Though digital preservation issues have recently grabbed my attention, I have been familiar with many digital preservation problems for years. As a hobby, I regularly participated in National Novel Writing Month, a month-long race that occurs in November to frantically write a novel of 50,000 words in 30 days. To date, I have written four draft novels, and all were born-digital. During those late nights, I became painfully aware of the stability issues that can occur with born-digital objects and how my computer might decide to interact with my precious, burgeoning “Great American Novel.” Without fail, right around 25,000 words, my word processor would corrupt my file. To this day, I have multiple backups of each of my novels in a variety of formats, but only after many heart-stopping incidents.

When I began my degree I started to wonder, if I had so much trouble preserving and stabilizing four relatively small files that held such personal significance, how do we as a profession begin to preserve and stabilize the millions – or billions – of files that make up our national digital heritage? Moreover, though I immensely valued my novels because I had a blood, sweat and tears connection with them, did I feel the same way about digital documents that did not hold a sentimental value, like my tax returns or my lease? How do librarians assist people in assigning value to intangible, impersonal and quickly-fleeting digital objects?

There has been a cultural shift in the last few years that has deemed digital objects as something “less-than.” Stories run weekly about how eBooks are poor substitutions for real books, and many musical artists are going back to releasing vinyl, believing the experience to be somehow better than listening to an MP3. We even attempt to make our digital photographs look like they were taken by an old Polaroid with the help of tools like Instagram. Admittedly, there is something to be said for experiencing an original, but what happens when the digital object IS the original? Do we still value it less?

We have already begun the tough work of ensuring that our traditional cultural heritage will be preserved for many generations. There is no argument that President Lincoln’s letters or a Civil War soldier’s accounts should be preserved. It’s easy to connect to physical items because they live in our physical realm – our bookshelves, our walls, and our museums, but digital objects often feel too-far removed. They are separated from us by our computers, our software, and our social media. Although we have discovered ways to slow-down or halt deterioration of traditional information objects like letters and photographs, the same cannot be said of the deterioration of born-digital objects. In many ways, these objects are much more fragile, and we should be in a much greater rush to preserve.

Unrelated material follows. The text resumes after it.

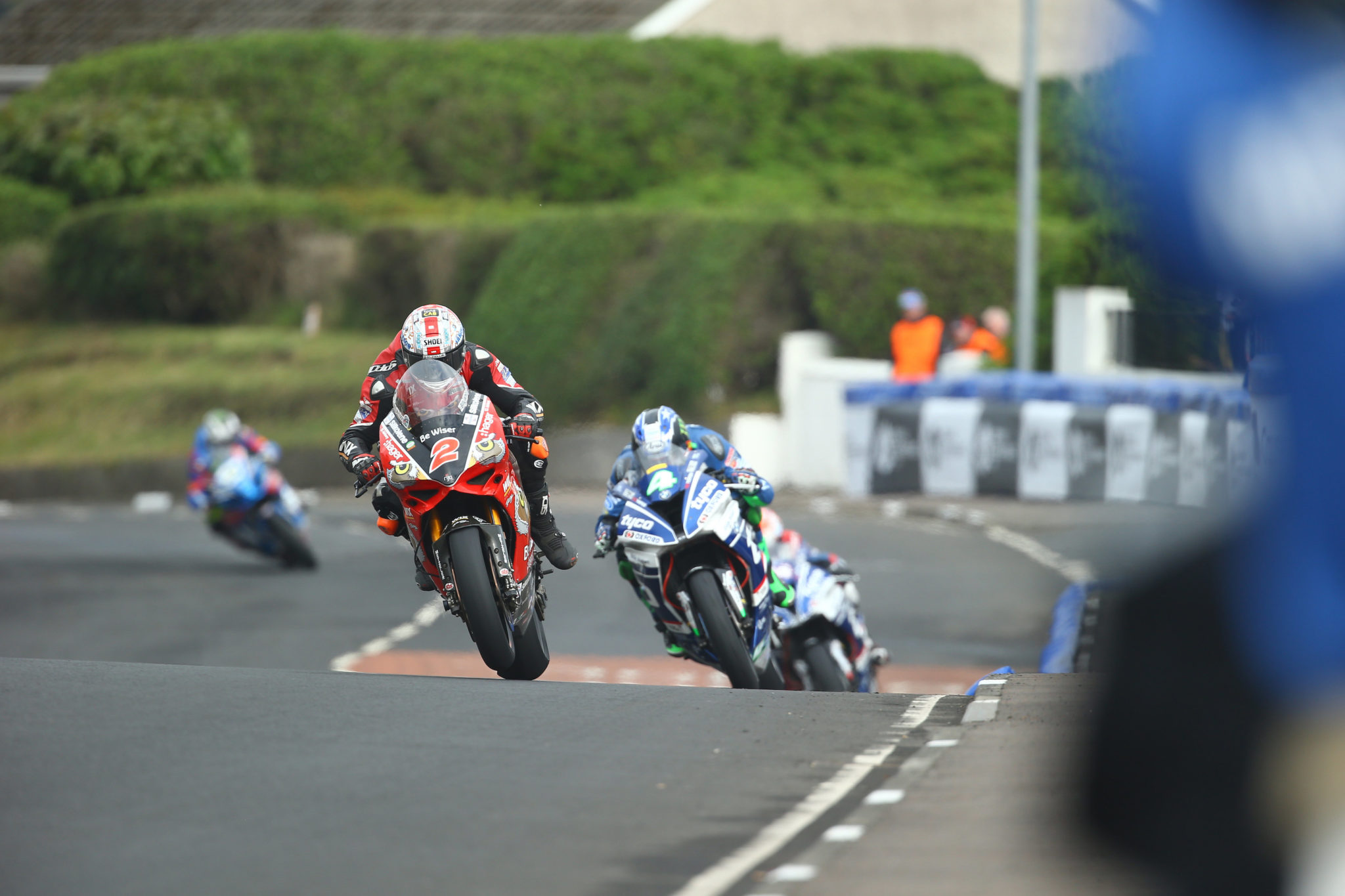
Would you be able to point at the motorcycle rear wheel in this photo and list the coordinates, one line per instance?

As part of the GSLIS Alternative Spring Break program, I’ll be conducting interviews with the people at NDIIPP to better understand how they propose we tackle our digital preservation problem and begin to value our digital objects. I want to know their opinions on the progress being made with digital preservation efforts as well as how their personal projects fit into the big picture. I hope to gain some insight into how we can accept our new digital norm to preserve what is most important before it’s too late, and I’ll be writing two blog posts to summarize my findings.

If there is one lesson that has been reinforced again and again in my short time at GSLIS, it is that our future roles will not be librarians, but advocates. I hope my week at NDIIPP will teach me how to be a better advocate for digital preservation at home, at school, and in my community.

 

Comments

  1. You are absolutely correct in your observation that we may value born digital items less than more traditional formats. When I think of my well beloved book collection, the electronic versions do not spring to mind. Perhaps because I can’t share them or pass them along I don’t care for them as much. The same is true for my hand written journals and letters – they have a special place of honor in a luxurious memory box and I enjoy reading the pages, noting the changes in my writing, my perspective, etc. I do not feel the same attachment to the digital journal I keep now.